I still have yet to see Catherine. She is still in the NICU and now weighs 4.1 pounds. She was taken off of the oxygen tube just two days ago. At this rate, she will be home in a month.

I know these kinds of births happen often. But when you witness the preciousness of life first-hand, it makes you wonder just how delicate things are pieced together. It really wowed me as to how so many people from Rayne prayed for Meggan and supported them through this difficult phase.  It was a beauty to witness.

On an almost completely different plane, the New Orleans Saints have proven the longevity of the fruition process of faith.

After 40 years, they have finally won an NFC Championship and are headed to their first Super Bowl.

The fans have formed such a bond of unity during this season. I work at a restaurant on Sunday mornings and the vibe was so energetic.
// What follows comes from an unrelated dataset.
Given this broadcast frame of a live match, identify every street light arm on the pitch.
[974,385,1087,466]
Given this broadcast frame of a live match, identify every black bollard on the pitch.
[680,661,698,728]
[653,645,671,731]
To see elderly ladies pulling for the Black & Gold gridiron was a spectacular site.

For the past few months, all you hear is “Who DAT!”. And I live in Lafayette, two hours from the Crescent City.

But Saints fans have existed through all 40 years of shotty seasons, yet they are still ever present and faithful to their patrons.

I feel this is a movement for Louisiana. After devastating hurricanes (Katrina and RITA), we are still here. Happy. Prospering. Even if the rest of the nation can’t see it.

Don’t you think it’s interesting that Yahoo.com released a poll on the happiest states and Louisiana ranked #1?

The media likes to play out devastation, and yes they did highlight the humanitarian acts of people going on air boats to help victims in the 9th Ward, but how much have they focused on the aspect of rebuilding?

George Clooney commented on the Haiti telethon yesterday that we should still donate money over the next few months to help rebuild the country. I totally agree, but what I want to know is how much coverage will still be allotted to the effort? How long before even that is old news?

The point is that many people still focused on all of the negative aspects from the levees breaking. What the media failed to emphasize was that a few weeks later, Hurricane Rita wreaked more havoc on the other side of our state. My sister who just gave birth lived in a FEMA trailer for months while she attended McNeese State University because she lost everything in her apartment in Lake Charles.

That wasn’t shown. It doesn’t really matter to the people here. We just rebuild and have faith that we will make it through. And have a great time while we do it.

I’m starting to see that whatever you have faith in, comes to fruition. It may take 40 years, but it happens. It happens faster in numbers, too.

Maybe we should take notice of what people really put their faith into. It could be an interesting outcome.